His rival Ibrahim Sofu was murdered in 1997. Kaplan was convicted by a German court of solicitation of murder and spent four years in jail.[6]

In May 2004, after reassurances that he would not be tortured if he was extradited to Turkey, a German court rescinded his refugee status and authorised his extradition to Turkey.[7] Shortly after the court's decision, before German police could arrest him, Kaplan disappeared from Cologne. After the court decision was temporarily suspended, Kaplan reappeared on May 31, claiming to have been sick during his disappearance.

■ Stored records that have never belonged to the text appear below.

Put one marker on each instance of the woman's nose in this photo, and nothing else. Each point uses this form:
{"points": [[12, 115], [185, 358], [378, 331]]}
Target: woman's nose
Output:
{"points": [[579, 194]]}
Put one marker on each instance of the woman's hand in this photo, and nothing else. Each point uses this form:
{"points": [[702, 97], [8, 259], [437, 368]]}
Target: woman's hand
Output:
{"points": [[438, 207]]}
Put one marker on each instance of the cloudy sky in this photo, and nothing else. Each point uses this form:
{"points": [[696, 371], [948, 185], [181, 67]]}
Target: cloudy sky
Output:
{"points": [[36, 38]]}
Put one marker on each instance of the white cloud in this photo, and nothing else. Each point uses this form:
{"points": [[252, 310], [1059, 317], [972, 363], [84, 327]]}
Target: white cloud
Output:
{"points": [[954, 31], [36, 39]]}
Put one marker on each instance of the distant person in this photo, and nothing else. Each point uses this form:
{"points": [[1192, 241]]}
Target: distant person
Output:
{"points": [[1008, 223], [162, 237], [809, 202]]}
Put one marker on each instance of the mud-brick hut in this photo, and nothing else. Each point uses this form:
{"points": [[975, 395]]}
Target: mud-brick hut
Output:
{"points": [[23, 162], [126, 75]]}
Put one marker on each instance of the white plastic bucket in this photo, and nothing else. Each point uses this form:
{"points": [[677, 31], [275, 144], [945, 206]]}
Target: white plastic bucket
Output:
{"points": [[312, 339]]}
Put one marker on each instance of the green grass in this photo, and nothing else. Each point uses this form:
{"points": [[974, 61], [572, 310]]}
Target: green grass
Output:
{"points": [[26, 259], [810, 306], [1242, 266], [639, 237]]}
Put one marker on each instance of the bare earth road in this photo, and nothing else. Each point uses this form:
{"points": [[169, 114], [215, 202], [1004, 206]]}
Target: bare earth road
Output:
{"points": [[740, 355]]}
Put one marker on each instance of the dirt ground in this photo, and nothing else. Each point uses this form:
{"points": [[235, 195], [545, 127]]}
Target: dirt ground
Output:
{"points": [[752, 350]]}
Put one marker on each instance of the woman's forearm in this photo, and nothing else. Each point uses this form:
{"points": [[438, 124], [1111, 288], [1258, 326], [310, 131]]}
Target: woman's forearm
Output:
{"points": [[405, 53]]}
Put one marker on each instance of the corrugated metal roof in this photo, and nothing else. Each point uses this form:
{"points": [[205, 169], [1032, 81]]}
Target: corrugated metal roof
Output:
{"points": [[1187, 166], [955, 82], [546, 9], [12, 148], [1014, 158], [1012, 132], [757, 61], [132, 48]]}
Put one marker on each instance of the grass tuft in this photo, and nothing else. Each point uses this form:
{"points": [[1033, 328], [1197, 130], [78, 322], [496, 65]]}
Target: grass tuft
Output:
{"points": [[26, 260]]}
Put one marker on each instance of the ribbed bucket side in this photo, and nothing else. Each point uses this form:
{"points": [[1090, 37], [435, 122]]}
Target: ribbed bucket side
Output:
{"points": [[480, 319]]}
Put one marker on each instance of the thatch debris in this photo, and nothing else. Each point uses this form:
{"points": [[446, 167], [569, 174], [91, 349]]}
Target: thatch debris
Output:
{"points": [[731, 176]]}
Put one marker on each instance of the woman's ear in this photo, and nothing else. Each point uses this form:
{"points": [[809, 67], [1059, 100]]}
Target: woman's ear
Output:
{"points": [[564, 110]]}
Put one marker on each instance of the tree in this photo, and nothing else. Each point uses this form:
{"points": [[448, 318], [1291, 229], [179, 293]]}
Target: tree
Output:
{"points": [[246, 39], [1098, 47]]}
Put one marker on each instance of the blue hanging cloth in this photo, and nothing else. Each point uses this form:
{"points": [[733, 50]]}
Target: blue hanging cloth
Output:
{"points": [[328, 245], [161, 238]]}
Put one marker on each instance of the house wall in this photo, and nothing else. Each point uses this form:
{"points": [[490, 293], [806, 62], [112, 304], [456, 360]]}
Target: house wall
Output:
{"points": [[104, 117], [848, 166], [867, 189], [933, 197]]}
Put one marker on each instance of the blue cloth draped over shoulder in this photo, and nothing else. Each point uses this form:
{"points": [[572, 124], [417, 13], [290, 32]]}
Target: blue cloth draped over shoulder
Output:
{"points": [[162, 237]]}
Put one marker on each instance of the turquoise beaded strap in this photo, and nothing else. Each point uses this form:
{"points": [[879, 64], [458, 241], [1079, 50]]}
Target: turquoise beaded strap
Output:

On October 12, the Verwaltungsgericht of Cologne decided that Kaplan could be extradited despite a pending appeal to the Bundesverwaltungsgericht in Leipzig. He was arrested in an internet cafe in Cologne and brought to the Düsseldorf airport, where a chartered Lear Jet took him to Istanbul. On arrival he was immediately arrested by Turkish police and taken to prison.[8] This extradition case is unusual because governments usually refuse to extradite people to face trial for political crimes such as treason and espionage.

Kaplan's trial started on 20 December 2004. In 2005, Kaplan was convicted of attempting to overthrow the constitution and treason. He was sentenced to aggravated life imprisonment. During the trial, Kaplan was confined to the high security prison of Tekirdağ. Turkish authorities have accused him of plotting a terrorist attack against the Turkish government in 1998 and a plot to attack the Anitkabir by flying a Cessna laden with explosives into it.[6] Kaplan conceded that he believes the state of Turkey should be replaced with an Islamist state, but denies ever having planned to resort to violent means.